They enter the party room to gleeful chaos, which only settles slightly at Erik's loud, "Th're's fuck'n' cake!"

And now, the students who have never seen Mr. Lehnsherr drunk get their first introduction.

Logan grumbles about adults with potty mouths, which gets a scandalized look from Erik, before demanding that they eat the damn thing already.

If the man weren't six sheets to the wind, Charles would have Erik do it. As he isn't about to encourage the older students to use their gifts when they're intoxicated, he ends up getting Raven to do it.
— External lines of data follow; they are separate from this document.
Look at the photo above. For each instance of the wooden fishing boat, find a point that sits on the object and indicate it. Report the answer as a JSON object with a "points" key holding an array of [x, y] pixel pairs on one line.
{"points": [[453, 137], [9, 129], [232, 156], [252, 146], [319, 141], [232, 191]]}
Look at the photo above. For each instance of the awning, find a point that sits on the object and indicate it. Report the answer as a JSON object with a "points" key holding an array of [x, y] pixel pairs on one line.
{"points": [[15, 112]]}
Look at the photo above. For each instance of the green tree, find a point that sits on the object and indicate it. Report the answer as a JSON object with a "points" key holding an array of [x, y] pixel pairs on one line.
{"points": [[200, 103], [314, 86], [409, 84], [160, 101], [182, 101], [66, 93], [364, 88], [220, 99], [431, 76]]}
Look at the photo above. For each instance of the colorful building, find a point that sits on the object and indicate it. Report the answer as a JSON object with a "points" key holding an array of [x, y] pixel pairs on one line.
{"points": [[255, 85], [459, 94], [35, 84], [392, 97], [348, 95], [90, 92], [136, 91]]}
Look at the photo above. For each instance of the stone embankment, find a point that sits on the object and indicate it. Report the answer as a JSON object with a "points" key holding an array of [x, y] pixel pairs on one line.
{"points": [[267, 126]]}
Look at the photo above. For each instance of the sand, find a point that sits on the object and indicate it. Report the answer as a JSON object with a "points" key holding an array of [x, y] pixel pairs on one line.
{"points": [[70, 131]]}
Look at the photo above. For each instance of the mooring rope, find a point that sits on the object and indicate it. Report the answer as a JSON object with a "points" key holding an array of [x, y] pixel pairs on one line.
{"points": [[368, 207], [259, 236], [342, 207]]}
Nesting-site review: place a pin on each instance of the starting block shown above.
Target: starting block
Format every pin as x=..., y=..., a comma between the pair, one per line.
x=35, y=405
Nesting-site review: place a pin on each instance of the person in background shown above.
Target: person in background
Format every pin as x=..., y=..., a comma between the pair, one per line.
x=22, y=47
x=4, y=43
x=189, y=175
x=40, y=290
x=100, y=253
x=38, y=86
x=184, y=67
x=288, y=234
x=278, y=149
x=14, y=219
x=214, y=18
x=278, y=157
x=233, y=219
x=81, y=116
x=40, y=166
The ensuing scuffle for cake is too much for Charles, so he sneaks away. Erik is a big boy. He will get his cake.

The room is a mess all around, but Charles is saved from trying to figure out where he can sit by a pointed, _Over here._

Sebastian has one of the loveseats they dragged in earlier all to himself, his body on one cushion and a long leg extended over the other. He moves as Charles approaches, freeing up a spot.

Charles flops down with a groan of gratitude. "Thank you. Christ, I feel like I've been standing for a week."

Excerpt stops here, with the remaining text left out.